Directed by: Yağmur Mısırlıoğlu
Genre: Fiction, Drama
Year: 2022
Running Time: 13’49”
Country: Turkey, Brazil
Synopsis: Only at the beginning of her thirties, Meryem makes a living by babysitting for a middle-class family, while also taking care of her own children and her mother with Alzheimer’s. Getting treated like a member of the family by the household she works for leads Meryem to an illusion of belonging which is further supported by the self-help books she discovered through them. Following those new teachings that influences her and the lifestyle she partakes in, Meryem decides to reset her priorities in life, but chooses the worst day possible to take action.
Director’s Statement:
NOT TODAY is a fictional drama that emphasises the undeniable role of socio-economic class in the society we’ve built, regardless how eagerly we try to ignore it under the roof of political correctness. Born into a relatively wealthy family yet raised by a working-class nanny, I experienced the notion of equality and the principle of equal opportunity crumbling in my head pretty young, pretty quick.

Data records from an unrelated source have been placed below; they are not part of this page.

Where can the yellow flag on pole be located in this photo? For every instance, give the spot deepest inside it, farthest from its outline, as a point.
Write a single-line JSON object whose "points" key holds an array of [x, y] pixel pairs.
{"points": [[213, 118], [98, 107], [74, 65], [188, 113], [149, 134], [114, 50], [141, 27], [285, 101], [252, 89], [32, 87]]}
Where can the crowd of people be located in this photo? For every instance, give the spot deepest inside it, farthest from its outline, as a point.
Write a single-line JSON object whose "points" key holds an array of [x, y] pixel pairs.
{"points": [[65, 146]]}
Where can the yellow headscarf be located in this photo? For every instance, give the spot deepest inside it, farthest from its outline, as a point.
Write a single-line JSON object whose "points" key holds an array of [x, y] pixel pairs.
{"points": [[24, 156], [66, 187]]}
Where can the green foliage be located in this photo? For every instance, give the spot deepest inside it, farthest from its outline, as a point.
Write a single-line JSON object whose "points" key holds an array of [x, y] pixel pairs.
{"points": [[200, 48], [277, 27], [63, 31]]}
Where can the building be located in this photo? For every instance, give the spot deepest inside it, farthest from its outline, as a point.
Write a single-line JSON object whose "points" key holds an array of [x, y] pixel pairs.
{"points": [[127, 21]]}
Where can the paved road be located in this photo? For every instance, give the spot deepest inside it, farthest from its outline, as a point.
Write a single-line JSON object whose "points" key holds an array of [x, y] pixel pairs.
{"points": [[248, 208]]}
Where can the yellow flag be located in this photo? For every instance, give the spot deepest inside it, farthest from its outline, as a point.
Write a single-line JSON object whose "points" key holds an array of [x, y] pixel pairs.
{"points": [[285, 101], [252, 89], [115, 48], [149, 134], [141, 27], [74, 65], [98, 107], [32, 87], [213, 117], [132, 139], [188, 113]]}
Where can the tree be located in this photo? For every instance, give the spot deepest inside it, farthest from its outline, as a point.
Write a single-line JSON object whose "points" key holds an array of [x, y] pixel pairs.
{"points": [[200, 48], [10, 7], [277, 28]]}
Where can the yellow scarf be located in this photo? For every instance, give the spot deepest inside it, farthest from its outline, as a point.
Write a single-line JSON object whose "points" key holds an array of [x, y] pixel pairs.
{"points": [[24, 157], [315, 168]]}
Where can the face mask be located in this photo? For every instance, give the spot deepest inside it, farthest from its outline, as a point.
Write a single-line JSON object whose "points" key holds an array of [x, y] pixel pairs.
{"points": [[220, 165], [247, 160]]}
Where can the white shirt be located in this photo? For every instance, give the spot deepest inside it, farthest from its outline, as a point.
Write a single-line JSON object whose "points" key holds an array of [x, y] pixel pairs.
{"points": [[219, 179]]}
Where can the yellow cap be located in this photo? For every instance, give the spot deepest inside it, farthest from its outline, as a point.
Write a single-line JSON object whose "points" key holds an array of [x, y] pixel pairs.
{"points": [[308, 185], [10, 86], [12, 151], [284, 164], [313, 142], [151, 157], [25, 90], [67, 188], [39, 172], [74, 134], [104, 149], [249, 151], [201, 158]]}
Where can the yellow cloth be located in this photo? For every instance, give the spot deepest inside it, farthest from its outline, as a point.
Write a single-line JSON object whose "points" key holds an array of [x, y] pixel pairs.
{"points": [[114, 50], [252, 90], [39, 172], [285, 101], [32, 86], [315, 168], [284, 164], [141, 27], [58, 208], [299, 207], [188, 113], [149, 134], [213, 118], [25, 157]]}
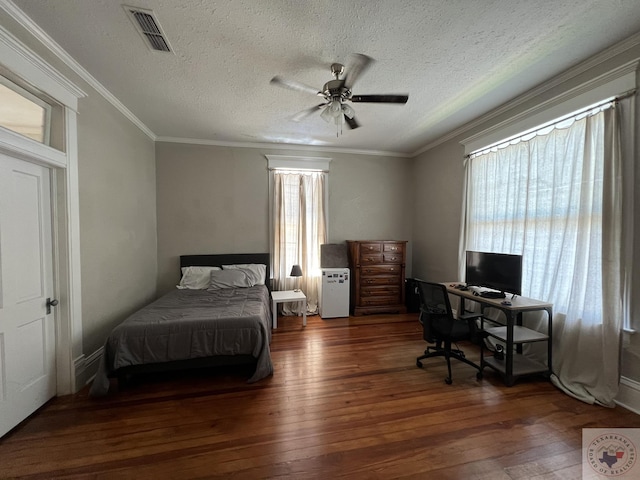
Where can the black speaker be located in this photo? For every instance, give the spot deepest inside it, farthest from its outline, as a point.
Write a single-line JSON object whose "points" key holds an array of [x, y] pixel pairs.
{"points": [[411, 295]]}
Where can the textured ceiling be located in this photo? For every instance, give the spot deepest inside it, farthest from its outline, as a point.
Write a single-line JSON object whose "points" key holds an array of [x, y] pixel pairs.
{"points": [[456, 59]]}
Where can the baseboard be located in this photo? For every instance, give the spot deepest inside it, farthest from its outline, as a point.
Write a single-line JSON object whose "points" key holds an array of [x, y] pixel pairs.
{"points": [[629, 395], [86, 367]]}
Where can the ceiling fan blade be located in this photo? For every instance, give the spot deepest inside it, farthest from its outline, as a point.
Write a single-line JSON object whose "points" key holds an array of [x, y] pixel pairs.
{"points": [[358, 64], [305, 113], [380, 98], [293, 85], [351, 122]]}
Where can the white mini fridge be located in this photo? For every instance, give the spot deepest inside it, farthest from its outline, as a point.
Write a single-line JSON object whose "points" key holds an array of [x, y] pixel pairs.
{"points": [[334, 293]]}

In the telltale environment of neoliberalism where individual comes first, where every dream is achievable, we tend to forget that there are more solid obstacles in life than our own minds.
Through Meryem’s eyes, a single mother nanny who is getting drawn into the reality of the family she works for rather than her own, NOT TODAY will display a distorted perception of polarity not only by its story but also by its own hybrid language which is an on purpose clash between shoulder mounted camera and static shots.
As a philosophy major, I aim to raise a question of a misplaced conflict that we all are tricked into by what we’re being exposed to every day: an endless possibility of a better self. I’d like to reach everyone that feels there’s something off with the reality offered by mainstream and that in search of a new discourse, in other words, audience of independent films around the world.